My friend and I had stopped for a drink to dissect the wonderful movie we had just watched. She suggested a whiskey bar with a selection of fancy beers so we could talk out the film in comfort. Fancy drinks for a fancy conversation.

It was quiet when we entered. A few dates. A few out-of-town middle-aged men enjoying Chicago’s finest. Dark wood and comfortable chairs. I liked the place immediately. We sat at the bar.

A date left, body language signaling what their next step of the night was, and a young man toddled up. He had been in the bar already, just wandered with a Budweiser to the now-empty seat at the main stage, right by the bartender, right by the beer.

He was in his mid-20s perhaps. Young, handsome, black, skinny, small beard and short-cropped hair. And he sat, bobbing and rocking and making movements with his lips, singing to a song no one else could hear. I liked him immediately but couldn’t say why.

The night went on. The conversation about the movie (“Disobedience” — see it, Rachel McAdams was fantastic in it) spiraled out into one of those barroom talks about everything and nothing. We talked about why I hate Ferris Bueller and am learning to hate Marty McFly, about aging, about whether the movie we had just seen should have cast more Jews and fewer really goyish-looking brunettes. We talked about whiskey and beer and homemade lunches. And with every noun, adjective and gerund formation of irregular verbs in our conversation, the young drunk man with Budweiser after Budweiser nodded to that song of his.

When we got the check, I loudly asked the bartender to put one of his drinks on it. I liked the guy and thought it might spur a conversation.

The man didn’t move, just kept nodding. Then I noticed his eyes never met anyone’s. The bartender told him I paid for one of his drinks. The man blinked a few times, smiled and said, “Then I’ll have another Budweiser” before heading to the bathroom.

The bartender came with the check.

“I don’t think he understood,” the bartender said.

It wasn’t the words so much as the tone. The bartender said it kindly, softly and with an apologetic smile. He was trying to spare someone embarrassment. I realized it was me.

From the bartender, we learned that the man comes in several nights a week. Always alone. Always Budweiser. Always silent and smiling.

“He doesn’t talk to anyone,” the bartender said. “Just to himself.”

The man did come back and it apparently had clicked for him what had happened. Smiling broadly but still averting gaze, he held out two hands for my friend and I to shake. We did and he thanked us kindly, but he wasn’t the encounter I used to title this story. The moment I want to capture in whatever immortality these few pixels flashing across your screen can offer isn’t a man who has his own life, his own issues and his own troubles to handle. I wish him the best, but he’s not the story.

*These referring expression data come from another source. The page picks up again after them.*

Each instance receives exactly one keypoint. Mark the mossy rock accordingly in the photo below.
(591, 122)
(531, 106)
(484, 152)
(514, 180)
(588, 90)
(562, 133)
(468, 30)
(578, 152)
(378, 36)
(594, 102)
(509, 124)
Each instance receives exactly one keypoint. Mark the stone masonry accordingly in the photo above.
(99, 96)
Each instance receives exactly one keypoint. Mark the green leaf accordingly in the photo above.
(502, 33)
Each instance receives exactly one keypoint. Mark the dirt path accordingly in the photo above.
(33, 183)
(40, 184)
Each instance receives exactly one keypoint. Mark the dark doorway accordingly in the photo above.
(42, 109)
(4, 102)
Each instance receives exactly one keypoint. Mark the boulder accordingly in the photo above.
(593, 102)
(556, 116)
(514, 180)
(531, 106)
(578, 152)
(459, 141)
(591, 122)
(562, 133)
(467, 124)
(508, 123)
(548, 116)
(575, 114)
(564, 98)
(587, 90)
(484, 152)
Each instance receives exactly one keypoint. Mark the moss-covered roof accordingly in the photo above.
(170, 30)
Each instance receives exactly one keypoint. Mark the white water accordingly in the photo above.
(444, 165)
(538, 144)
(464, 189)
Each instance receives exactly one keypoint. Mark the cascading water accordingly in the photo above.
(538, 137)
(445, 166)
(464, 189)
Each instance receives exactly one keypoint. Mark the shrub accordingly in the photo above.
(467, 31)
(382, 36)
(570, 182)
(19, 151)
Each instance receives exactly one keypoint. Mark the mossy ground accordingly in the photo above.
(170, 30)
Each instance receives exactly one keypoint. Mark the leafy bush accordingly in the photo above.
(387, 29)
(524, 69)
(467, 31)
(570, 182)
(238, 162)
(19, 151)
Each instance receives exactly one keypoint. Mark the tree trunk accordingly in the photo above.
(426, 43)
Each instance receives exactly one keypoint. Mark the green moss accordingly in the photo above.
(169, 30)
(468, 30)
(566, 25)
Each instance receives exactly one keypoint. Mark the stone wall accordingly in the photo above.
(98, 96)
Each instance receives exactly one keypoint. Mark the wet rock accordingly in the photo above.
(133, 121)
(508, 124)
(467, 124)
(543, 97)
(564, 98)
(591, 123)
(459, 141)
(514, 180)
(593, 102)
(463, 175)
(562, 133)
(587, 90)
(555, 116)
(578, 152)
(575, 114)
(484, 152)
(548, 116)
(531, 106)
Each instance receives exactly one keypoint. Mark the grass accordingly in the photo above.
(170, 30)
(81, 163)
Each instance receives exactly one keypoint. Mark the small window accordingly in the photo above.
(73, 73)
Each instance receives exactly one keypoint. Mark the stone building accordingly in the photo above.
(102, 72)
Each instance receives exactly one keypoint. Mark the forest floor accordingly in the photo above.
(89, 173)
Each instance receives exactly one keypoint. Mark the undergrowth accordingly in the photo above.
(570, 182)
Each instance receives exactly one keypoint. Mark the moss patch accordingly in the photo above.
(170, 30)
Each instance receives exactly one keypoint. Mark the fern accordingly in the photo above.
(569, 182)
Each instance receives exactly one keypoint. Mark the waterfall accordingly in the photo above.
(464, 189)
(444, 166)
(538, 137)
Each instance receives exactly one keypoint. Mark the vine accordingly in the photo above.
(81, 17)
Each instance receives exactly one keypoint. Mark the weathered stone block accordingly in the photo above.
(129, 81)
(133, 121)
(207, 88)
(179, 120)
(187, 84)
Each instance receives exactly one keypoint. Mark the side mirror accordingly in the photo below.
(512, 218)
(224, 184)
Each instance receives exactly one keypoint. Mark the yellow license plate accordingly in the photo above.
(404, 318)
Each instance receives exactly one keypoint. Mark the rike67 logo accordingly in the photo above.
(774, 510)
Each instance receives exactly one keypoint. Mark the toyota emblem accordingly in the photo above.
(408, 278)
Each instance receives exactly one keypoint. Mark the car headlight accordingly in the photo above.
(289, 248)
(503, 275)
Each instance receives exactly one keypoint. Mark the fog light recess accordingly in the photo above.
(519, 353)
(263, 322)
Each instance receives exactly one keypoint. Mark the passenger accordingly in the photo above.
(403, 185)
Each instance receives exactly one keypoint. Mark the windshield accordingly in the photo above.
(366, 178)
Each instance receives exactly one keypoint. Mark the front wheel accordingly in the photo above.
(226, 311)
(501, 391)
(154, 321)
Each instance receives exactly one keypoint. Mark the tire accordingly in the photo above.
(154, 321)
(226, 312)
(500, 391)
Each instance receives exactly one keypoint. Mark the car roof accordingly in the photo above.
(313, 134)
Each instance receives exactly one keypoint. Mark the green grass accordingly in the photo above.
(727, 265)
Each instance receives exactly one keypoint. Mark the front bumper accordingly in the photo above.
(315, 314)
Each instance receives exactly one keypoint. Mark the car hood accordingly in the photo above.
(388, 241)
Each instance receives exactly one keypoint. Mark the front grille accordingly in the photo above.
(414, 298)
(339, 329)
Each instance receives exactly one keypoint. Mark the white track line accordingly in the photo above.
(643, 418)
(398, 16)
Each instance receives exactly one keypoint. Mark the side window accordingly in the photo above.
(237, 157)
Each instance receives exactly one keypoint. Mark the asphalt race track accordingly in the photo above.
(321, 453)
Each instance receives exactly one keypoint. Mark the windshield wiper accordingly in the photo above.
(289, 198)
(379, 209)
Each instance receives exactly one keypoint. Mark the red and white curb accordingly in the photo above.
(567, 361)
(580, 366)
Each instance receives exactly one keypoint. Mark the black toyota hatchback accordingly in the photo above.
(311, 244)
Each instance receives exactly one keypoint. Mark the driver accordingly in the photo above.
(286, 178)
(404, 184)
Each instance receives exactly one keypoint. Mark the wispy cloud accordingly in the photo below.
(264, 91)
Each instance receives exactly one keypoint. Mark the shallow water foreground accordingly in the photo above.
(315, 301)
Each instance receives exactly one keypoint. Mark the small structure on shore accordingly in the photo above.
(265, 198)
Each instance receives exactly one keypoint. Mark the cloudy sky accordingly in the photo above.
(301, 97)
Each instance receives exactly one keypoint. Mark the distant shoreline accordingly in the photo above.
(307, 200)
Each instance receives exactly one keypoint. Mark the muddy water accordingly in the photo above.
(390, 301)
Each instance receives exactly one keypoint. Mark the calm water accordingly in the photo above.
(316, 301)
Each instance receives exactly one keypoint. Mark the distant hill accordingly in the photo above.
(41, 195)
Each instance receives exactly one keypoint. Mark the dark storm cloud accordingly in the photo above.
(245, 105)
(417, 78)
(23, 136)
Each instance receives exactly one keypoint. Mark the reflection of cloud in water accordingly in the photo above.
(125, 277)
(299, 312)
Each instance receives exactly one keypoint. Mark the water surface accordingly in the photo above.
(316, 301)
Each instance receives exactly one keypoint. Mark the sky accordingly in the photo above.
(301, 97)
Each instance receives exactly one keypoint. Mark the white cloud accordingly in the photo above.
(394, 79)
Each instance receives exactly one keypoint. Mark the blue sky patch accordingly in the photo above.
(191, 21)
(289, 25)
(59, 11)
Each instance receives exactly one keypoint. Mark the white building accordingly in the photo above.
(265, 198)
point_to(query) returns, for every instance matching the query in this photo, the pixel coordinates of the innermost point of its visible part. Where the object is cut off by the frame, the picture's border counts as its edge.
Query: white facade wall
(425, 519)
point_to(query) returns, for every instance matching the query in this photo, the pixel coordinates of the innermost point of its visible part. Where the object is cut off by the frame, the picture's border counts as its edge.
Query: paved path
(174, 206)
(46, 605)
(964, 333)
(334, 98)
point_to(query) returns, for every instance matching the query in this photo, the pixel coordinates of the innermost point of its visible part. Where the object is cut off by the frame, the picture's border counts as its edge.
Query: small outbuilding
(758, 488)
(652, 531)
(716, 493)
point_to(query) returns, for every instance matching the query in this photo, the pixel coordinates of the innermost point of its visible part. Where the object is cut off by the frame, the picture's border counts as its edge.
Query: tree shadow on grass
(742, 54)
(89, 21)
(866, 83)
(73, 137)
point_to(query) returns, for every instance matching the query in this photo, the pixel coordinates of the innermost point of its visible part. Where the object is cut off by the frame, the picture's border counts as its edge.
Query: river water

The encounter happened a split moment after the words “Just to himself.” The encounter wasn’t spoken, just a look on a face of a man slinging cozy drinks at a whiskey bar on a warm spring night. It was kindness. It was pity. It was a look of admiration I couldn’t ignore or explain. It was a sad, human, complicated gaze while a troubled man was using the bathroom.

The bartender looked at the empty seat and smiled sadly thinking of the kind regular with something wrong inside.